Replacing the nozzle in the pump and screwing on my gas cap, I shake my head when I think about my plan for coming to Hoppa. It was such a short time ago, and yet, I had such a different perspective. I was going to find Bullseye, the one guy in the club who had a rep for liking women and believing in equal rights in the club, make him like me, and then pledge for the Steel Knights so I would have protection if Mikey and Tony decided to pay me a visit. It all seemed so logical. And it was; until I did the most illogical thing of all.

I fell for Bullseye. And now, I can’t let anything bad happen to him, no matter what I have to do. Even if that means never seeing him again.

Securing my bike, I decide to give my kidneys a much-deserved break and hit the restroom and grab some snacks. Pulling open the door of the minimart, I’m immediately welcomed by warm air. I don’t even care that it smells like burnt hot dogs and orange bathroom cleaner. Compared to some of the places I’ve had to stop on the way…? I’m grateful this place bothers to clean its bathrooms at all.
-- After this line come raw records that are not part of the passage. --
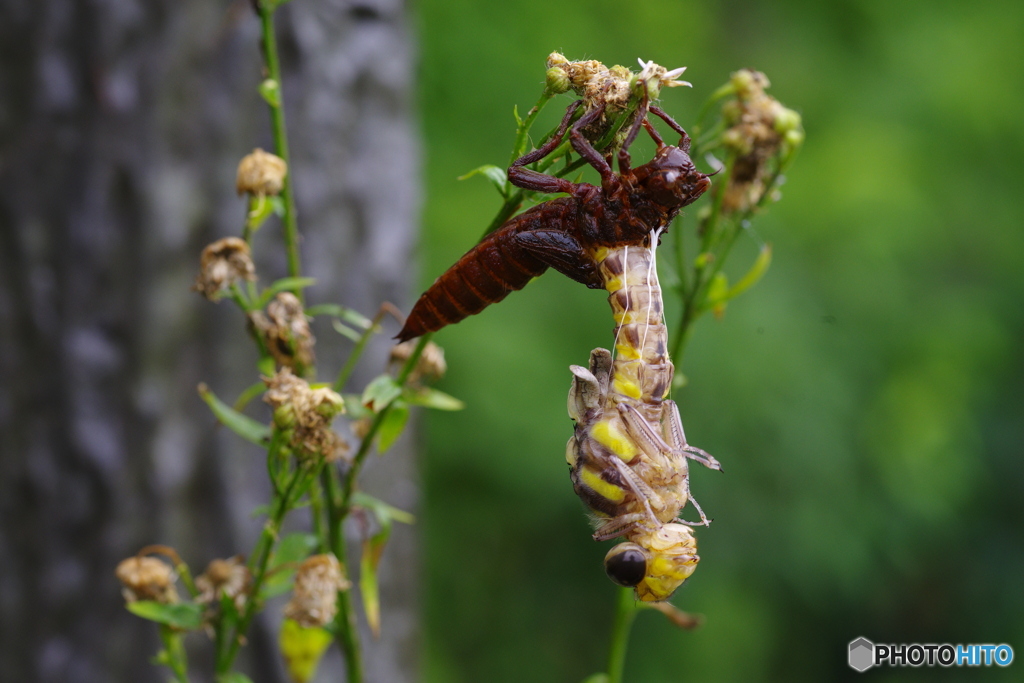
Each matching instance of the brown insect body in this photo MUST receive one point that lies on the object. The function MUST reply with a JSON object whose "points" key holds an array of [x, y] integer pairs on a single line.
{"points": [[563, 232]]}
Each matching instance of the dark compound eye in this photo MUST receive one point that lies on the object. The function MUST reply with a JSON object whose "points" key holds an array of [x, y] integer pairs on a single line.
{"points": [[626, 565]]}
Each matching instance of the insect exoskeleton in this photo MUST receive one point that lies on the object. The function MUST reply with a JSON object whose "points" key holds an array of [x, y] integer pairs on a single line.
{"points": [[655, 560]]}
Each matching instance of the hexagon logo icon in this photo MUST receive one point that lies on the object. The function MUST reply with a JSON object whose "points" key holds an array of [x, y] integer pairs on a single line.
{"points": [[861, 654]]}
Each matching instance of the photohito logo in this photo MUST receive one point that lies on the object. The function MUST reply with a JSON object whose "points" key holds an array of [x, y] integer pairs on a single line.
{"points": [[864, 654]]}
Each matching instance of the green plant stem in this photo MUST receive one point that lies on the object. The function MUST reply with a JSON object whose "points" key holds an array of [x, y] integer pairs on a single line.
{"points": [[693, 295], [527, 123], [512, 203], [626, 611], [176, 658], [348, 485], [258, 561], [281, 141], [338, 500], [353, 357], [344, 622]]}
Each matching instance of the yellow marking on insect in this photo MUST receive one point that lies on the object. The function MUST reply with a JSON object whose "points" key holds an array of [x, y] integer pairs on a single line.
{"points": [[627, 351], [593, 480], [610, 436], [626, 387]]}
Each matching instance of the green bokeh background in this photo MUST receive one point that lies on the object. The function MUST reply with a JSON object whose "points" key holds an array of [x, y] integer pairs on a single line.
{"points": [[864, 397]]}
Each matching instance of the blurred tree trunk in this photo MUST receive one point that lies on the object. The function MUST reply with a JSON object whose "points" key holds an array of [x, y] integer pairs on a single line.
{"points": [[121, 125]]}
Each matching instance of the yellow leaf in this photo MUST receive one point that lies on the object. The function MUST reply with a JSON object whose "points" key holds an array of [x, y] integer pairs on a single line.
{"points": [[302, 649]]}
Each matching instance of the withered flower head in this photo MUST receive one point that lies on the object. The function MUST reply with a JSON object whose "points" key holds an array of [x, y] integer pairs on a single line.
{"points": [[261, 174], [431, 364], [146, 579], [222, 263], [230, 578], [597, 84], [285, 329], [307, 414], [314, 601], [760, 129]]}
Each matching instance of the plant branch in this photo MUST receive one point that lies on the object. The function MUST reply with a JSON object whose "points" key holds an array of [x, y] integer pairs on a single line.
{"points": [[269, 42], [626, 611]]}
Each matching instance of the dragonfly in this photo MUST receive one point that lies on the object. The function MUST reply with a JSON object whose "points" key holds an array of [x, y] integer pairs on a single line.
{"points": [[629, 455]]}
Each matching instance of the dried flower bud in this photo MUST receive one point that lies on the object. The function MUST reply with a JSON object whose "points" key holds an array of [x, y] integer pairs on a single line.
{"points": [[431, 364], [223, 263], [557, 81], [307, 414], [261, 173], [317, 581], [761, 130], [224, 578], [146, 579], [285, 330]]}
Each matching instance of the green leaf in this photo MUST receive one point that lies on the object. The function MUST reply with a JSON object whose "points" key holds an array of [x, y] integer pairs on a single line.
{"points": [[381, 510], [244, 426], [345, 313], [496, 175], [345, 331], [369, 587], [391, 427], [233, 677], [381, 391], [270, 91], [279, 205], [718, 291], [302, 649], [354, 408], [187, 615], [260, 208], [756, 272], [433, 398], [284, 285], [251, 392], [266, 366], [293, 549]]}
Removing my helmet and finger-brushing my hair, I nod to the man behind the counter. He looks up from eating his package of crumb donuts and nods back, as he yanks up the waistband of his pants. Then he looks me up and down.

With my training in Krav Maga, I’m not the slightest bit worried about him accosting me. One try, and I could knock him on his out-of-shape ass, killing him.
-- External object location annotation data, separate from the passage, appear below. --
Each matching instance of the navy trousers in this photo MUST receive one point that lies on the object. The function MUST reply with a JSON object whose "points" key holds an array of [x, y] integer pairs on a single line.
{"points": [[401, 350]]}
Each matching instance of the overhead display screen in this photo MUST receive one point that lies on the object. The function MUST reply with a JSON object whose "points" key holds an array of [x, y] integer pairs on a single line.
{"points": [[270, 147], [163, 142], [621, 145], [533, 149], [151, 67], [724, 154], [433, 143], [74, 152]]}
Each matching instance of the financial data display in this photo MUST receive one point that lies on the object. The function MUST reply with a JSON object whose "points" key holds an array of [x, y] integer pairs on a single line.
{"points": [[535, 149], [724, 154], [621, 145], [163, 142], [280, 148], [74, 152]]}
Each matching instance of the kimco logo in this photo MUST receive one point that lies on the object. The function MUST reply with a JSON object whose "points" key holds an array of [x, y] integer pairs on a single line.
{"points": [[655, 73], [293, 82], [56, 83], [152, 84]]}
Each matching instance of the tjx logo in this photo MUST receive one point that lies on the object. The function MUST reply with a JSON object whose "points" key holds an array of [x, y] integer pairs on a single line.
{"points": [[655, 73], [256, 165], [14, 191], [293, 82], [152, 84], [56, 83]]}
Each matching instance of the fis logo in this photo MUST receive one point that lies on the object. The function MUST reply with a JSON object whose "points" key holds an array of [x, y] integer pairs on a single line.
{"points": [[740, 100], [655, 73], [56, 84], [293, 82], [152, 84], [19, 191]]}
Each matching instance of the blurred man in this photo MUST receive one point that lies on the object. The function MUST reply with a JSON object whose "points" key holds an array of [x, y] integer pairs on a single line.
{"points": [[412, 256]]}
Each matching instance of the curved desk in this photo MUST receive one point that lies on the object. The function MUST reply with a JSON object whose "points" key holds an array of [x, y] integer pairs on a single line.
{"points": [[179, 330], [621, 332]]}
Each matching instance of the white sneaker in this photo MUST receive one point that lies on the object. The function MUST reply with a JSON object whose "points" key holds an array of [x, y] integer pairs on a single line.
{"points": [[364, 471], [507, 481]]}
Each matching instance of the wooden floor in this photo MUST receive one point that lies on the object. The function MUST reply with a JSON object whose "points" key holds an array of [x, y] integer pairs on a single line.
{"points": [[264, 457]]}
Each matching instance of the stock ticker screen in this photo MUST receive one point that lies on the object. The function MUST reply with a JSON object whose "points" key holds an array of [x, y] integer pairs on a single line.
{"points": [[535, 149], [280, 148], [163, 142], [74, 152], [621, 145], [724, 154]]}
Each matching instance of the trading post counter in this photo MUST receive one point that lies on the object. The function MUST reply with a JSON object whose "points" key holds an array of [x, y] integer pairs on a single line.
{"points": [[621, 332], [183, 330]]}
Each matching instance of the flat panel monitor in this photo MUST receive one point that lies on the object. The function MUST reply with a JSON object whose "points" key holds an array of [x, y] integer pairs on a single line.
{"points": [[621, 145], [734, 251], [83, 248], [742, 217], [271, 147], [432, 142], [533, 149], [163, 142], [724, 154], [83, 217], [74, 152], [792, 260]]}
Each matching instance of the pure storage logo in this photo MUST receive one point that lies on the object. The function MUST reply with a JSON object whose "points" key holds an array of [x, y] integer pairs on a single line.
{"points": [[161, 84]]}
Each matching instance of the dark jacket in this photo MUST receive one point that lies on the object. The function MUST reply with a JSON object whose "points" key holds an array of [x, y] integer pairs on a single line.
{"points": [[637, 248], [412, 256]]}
A shudder washes over me and I close my eyes, willing the man to stay put… I don’t want to kill anyone. Ever. Not only would I never want to take someone’s life—even someone who was attacking me—I’d never want to suffer the consequences. I’ve seen the inside of a jail too many times when I visited my brother.

I take a deep breath, trying not to worry about Matt.

After rushing to the women’s room to do my business, I slow down when I wash my hands. Staring into the foggy and cracked bathroom mirror, I see a woman I don’t know. Sure, I changed my look from the Long Island princess that I was all those years ago, but it’s more than that. I look tired. And hardened. And… discouraged.

But I will not give up. Matt needs me.

Drying my hands in the air dryer, I sigh. It’s been so long since I’ve seen Matt, and I miss him, but he was right. I had to run. The irony is, by telling me to run, he thought he was protecting me, but I only agreed to it so I could stay alive to come back and fight his case. And now that Mikey and Tony are out, there’s going to be hell to pay. For them. I will make sure those scumbag lowlifes fess up to the murder and get my brother acquitted if it’s the last thing I do.

One thing’s for sure, this would be so much easier if there were another witness. Someone who could step forward and say that Matt didn’t pull the trigger. Yeah, Matt was there on a drug deal gone bad, and he’s not innocent, but he did not do this.

However, it’s not like that person’s going to come riding up on a shining Harley—like a knight on a stallion—and offer himself up. So, as usual, it’s up to me, and me alone.

Yanking open the bathroom door, I march out into the minimart and grab some granola bars, healthy chips, and I splurge on a fruit cup that looks like it was made within this century, at least. Walking over to the counter, I lay my things down and turning my head, I look outside. The sky is gray. Dark gray. Shit.

Glancing up at the man behind the counter, I nod. “Bad weather expected?”

“Oh, yeah.” He takes my items and drags them across a scanner. “Storm. Nor’easter. We’re going to get zonked. It’s all anyone’s been talking about. You haven’t been watching the weather?”

Shaking my head, I glance outside again. The snow has started falling, and it’s that fast-falling sideways snow.